Shah notes that revenue growth could remain rather low until SolarEdge picks up momentum with its bigger customers, which he expects in the second quarter of 2017. However, he sees the solar firm’s stock has trading at a large discount compared to other growth stocks.

He doesn’t believe Tesla will be much of a competitor for SolarEdge Technologies in the area of energy storage, which is still a pretty small percentage of its total revenues. He doesn’t expect storage to become a major driver of growth next year either. The company’s management even said that Tesla’s development of an integrated inverter and battery product shouldn’t have a major impact on their business because Tesla will still need to use their optimizers.

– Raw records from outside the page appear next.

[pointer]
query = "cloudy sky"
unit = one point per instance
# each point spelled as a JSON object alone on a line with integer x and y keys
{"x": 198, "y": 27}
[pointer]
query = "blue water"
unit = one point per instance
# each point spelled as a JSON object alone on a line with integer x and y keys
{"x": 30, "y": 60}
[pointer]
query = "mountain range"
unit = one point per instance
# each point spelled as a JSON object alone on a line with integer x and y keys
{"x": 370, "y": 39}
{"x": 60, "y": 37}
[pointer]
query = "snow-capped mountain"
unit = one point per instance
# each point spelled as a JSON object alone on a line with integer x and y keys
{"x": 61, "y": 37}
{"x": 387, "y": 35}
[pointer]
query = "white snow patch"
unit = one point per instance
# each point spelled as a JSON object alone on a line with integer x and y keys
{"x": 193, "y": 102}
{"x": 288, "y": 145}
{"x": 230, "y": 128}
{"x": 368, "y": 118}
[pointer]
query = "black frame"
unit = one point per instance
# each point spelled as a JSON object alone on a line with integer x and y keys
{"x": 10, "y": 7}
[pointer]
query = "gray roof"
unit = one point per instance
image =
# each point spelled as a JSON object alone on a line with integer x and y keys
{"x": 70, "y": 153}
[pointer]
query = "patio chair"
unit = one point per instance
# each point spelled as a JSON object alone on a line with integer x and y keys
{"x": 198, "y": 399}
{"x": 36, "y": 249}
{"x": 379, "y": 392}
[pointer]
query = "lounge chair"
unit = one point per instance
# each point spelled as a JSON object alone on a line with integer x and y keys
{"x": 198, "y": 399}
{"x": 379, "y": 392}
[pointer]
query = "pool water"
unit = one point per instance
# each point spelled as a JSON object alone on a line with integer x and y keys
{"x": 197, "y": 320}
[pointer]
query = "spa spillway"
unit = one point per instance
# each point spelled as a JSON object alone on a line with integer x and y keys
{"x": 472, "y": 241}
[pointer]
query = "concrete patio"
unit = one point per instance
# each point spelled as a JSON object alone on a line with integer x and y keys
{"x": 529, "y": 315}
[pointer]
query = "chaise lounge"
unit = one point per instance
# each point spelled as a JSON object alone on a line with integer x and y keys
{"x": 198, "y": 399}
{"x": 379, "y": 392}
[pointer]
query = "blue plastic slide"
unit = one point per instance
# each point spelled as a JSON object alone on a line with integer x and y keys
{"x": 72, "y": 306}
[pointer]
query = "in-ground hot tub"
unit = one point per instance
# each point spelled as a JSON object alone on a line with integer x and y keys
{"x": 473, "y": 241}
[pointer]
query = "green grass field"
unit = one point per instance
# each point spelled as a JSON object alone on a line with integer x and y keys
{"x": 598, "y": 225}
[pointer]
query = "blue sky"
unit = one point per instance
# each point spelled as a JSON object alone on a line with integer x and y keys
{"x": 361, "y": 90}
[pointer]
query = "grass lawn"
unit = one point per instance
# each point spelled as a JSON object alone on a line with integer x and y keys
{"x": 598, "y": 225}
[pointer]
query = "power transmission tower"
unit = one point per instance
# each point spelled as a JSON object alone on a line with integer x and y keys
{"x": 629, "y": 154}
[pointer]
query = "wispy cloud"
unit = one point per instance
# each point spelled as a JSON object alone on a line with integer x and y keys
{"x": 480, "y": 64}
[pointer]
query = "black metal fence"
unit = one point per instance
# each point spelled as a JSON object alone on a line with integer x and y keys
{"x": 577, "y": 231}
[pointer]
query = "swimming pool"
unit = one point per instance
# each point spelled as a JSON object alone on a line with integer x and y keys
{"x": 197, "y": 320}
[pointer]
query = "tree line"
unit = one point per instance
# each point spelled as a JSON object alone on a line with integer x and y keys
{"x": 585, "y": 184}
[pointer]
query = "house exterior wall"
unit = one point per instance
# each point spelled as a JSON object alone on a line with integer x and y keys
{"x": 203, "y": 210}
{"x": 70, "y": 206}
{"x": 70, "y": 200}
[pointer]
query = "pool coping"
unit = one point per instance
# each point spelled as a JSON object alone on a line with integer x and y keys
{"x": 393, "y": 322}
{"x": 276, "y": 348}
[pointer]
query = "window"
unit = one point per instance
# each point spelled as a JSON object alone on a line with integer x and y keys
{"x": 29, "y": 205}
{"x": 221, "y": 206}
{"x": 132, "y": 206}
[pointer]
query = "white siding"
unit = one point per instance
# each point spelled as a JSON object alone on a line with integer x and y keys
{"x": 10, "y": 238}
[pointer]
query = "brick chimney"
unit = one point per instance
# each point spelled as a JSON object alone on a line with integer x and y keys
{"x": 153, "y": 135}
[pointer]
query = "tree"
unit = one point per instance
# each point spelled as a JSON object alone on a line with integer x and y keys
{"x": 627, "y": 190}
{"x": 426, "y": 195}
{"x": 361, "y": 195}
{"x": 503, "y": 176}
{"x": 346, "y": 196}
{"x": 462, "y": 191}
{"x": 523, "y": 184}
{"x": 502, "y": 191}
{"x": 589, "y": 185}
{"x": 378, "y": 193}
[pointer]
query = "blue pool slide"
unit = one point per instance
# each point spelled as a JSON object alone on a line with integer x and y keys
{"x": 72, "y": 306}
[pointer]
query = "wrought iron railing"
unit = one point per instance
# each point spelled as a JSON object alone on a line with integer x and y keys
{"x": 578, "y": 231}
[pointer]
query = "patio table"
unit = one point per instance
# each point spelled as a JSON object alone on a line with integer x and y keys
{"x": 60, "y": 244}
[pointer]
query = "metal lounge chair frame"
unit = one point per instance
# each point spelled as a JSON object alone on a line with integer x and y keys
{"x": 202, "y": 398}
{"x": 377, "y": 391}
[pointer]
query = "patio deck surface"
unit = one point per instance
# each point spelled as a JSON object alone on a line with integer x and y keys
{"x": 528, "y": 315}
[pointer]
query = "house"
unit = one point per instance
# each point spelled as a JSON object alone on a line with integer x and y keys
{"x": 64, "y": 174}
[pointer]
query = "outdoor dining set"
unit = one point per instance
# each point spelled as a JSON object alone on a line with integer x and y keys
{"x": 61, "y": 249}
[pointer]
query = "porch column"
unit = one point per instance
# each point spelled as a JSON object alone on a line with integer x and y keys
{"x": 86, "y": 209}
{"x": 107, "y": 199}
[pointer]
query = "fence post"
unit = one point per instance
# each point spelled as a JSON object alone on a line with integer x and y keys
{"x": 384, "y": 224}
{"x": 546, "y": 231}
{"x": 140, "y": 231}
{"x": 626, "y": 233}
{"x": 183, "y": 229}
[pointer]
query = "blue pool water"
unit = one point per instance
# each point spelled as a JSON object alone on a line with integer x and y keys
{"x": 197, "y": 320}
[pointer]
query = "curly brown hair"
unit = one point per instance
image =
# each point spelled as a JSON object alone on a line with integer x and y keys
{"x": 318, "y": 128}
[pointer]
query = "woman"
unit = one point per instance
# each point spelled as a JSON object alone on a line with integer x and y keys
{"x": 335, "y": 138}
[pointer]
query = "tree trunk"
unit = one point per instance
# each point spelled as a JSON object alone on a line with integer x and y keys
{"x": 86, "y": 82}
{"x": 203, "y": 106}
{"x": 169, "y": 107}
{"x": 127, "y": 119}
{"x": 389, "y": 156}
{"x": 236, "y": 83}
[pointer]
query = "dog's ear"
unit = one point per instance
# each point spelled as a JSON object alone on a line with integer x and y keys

Further, SolarCity is now only a small percentage of its business, so losing it shouldn’t have a serious impact on its earnings.

Residential concerns continue for SolarEdge

Goldman Sachs analysts trimmed their price target for SolarEdge, highlighting the ongoing slowdown in residential solar growth. They expect these headwinds to persist in the near term as the company continues to lose share at some of its top customers. Goldman’s target moves from $22 to $19 per share.

JPMorgan analysts also slashed their price target for SolarEdge (just as they did for SunPower as well), moving from $31 to $26 per share. SolarEdge shares are trading at $16.83 as of this writing.